What We Learn From Bank of America's YouTube Gaffe

And How Others Can Avoid Such Ghastly Brand Embarrassments

By Published on .

It is even better
Now that we're the same
Two great companies come together
Now MBNA is BofA...

You can probably take it from there, but it should be pointed out that the chorus included the phrase "Higher Standards."
Ethan Chandler, a Bank of America banking center manager in Manhattan, performs at the unveiling of the Bank of America/MBNA merger. | ALSO: Comment on this column in the 'Your Opinion' box below.

YouTube sensation
If you don't know the refrain by now then you've perhaps decided that an internet connection is not for you. But on the basis that some folks might be even slower than me -- I only caught up to this latest YouTube sensation just before Thanksgiving -- permit me a short explanation.

These are the U2-appropriated lyrics of Ethan Chandler's "One (Bank)," the bank manager's ode to Bank of America's merger with credit-card issuer MBNA. He performed them live at the corporate unveiling of said union. He and his cohort, another BofA employee, were evidently filmed by some camera-toting exec and broadcast on the internet.

Deep-seated embarrassment
If you are one of the six people who haven't seen it, let me be the first to tell you: This is more toe-curlingly cringe-worthy than anything David Brent did on "The Office." Even though you're not the one whipping yourself into a euphoric frenzy over a bank's "core values," you'll feel a deep-seated embarrassment unparalleled since you were caught in flagrante by your girlfriend's father.

By the time I saw it, there were dozens of sites hosting this corporate-pep-rally peep show, tens of millions had viewed it and thousands had posted their comments, mostly expressions of deep disgust.

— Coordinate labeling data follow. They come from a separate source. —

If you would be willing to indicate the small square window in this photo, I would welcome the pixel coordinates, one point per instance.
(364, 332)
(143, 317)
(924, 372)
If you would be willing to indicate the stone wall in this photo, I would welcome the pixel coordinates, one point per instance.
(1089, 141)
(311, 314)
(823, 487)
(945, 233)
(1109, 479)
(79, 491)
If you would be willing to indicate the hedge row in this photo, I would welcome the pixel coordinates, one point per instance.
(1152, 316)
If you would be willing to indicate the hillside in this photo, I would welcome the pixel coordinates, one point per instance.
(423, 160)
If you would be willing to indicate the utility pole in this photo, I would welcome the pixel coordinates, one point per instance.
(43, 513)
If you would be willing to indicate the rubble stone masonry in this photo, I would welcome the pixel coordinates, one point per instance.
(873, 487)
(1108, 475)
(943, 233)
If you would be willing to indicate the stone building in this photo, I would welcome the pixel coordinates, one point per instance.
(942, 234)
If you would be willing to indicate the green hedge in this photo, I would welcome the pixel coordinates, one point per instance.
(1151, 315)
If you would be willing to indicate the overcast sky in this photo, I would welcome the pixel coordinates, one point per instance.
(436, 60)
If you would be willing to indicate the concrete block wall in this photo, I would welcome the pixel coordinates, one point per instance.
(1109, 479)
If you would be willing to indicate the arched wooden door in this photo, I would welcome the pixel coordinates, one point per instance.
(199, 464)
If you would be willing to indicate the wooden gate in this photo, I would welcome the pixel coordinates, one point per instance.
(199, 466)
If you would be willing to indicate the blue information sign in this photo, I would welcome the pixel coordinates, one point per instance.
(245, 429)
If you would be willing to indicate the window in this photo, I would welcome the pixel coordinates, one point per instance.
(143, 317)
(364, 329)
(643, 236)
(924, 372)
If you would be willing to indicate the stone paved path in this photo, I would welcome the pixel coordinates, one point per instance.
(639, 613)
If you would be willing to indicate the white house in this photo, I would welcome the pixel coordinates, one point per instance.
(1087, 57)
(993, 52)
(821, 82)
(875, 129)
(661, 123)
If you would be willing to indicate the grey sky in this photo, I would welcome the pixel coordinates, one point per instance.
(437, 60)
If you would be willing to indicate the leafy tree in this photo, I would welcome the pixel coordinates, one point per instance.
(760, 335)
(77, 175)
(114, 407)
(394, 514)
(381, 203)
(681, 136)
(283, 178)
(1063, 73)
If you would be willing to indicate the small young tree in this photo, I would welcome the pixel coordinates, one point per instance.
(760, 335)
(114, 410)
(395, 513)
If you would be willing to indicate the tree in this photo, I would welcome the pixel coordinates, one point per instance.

Of course, this thing is no oil slick or embezzlement on the image-crisis scale. It's not like anyone is going to switch bank accounts simply because the folks at HQ sipped too much of their own Kool-Aid.

The new reality
Yet it does serve as a timely reminder that, these days, "what's small can turn big, and what's inside is out," as Edelman's blog expert (and our columnist) Steve Rubel put it to me. Your company, your party, your computer's contents are tomorrow's global desktop distractions. Jud Branam of MS&L Digital puts it this way: "While this stuff has always gotten out, it will happen more quickly, systematically and with greater effect. Internal rallying-cry stuff should be looked at from the standpoint: 'How will we respond when this hits YouTube?"'

As bloggers paint their employers' worst sides, and memos and videos leak out, many companies batten down the hatches, employing ever more devious (can anyone say HP?) and strong-arm PR, HR and security tactics to stem the flow of information. That, of course, is treating the symptom rather than the cause.

For those who find themselves tried in the court of internet opinion, it would be more valuable to examine the source of the problem. It's hard to imagine the board of BofA asking, "Why are they laughing at us?" Classic corporate machismo calls for senior officers to rattle on regardless, paying little heed to the little man. But what if they did, and what if some foolhardy underling gave them a straight answer: "Sirs, we are being mocked because we live in an ivory tower in which we think consumers care about our 'Higher Standards' catchline. My guess is they'd probably rather we killed that crap and instead promised to stop charging them $2 to get their own money out of an ATM."

Mirror to corporate America
I know, I'm a dreamer, but the internet could be such a wonderful mirror to corporate America. And not just when it comes to those ghastly rah-rah internal meetings, either. Out there they've got no idea what it means to live on the "Coke side of life," and they're not inviting anyone around for a "King of beers." The days when BS paid off are running out, and America's marketers need to communicate with audiences in an authentic and honest manner. If they don't, many more will suffer through the reality check that is trial by YouTube.